The concentration and volume of reagents combined in each trial are listed in the table below:
Trial 00020 M 00020 M H2O(mL)
Fe(NO3)3(mL) KSCN (mL)
1 5 2 3
2 5 3 2
3 5 4 1
4 5 5 0
Initially (right after combining and before any reaction occurs) the concentration of Fe3+ in trial 2 is
____ M.
I can't make heads or tails of the post. We have a tough time spacing on these boards.

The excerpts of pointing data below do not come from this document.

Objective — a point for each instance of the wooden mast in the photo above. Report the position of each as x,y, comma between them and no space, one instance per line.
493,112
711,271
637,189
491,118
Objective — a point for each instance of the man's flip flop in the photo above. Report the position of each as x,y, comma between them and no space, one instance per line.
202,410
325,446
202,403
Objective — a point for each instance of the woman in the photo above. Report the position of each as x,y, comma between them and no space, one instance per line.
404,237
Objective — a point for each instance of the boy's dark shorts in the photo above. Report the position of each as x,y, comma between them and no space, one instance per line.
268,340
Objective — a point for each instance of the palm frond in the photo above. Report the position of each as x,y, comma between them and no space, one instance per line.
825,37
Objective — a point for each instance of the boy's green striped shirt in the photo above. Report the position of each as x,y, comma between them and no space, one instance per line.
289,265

In general, however, calculate (Fe^+3) from mols in the solution (molarity x L) and divide that by total volume of the diluted solution.
To determine the concentration of Fe3+ in trial 2, we need to consider the initial concentrations of Fe(NO3)3 and KSCN reagents, as well as the total volume of the solution.
According to the table provided, the initial concentration of Fe(NO3)3 in each trial is 0.020 M, and the initial concentration of KSCN is also 0.020 M. In trial 2, we mixed 5 mL of Fe(NO3)3 with 3 mL of KSCN.
To find the total volume of the solution in trial 2, we sum the volumes of Fe(NO3)3 and KSCN:
Total volume = volume of Fe(NO3)3 + volume of KSCN = 5 mL + 3 mL = 8 mL.
Now, we can calculate the concentration of Fe3+ in trial 2 using the equation:
C1 * V1 = C2 * V2
where C1 is the initial concentration of Fe(NO3)3, V1 is the volume of Fe(NO3)3, C2 is the concentration of Fe3+ (what we want to find), and V2 is the total volume of the solution.
Plugging in the values we know:
0.020 M * 5 mL = C2 * 8 mL
Now, we can solve for C2 (the concentration of Fe3+):
(0.020 M * 5 mL) / 8 mL = C2
0.0125 M = C2
Therefore, the concentration of Fe3+ in trial 2, initially, is 0.0125 M.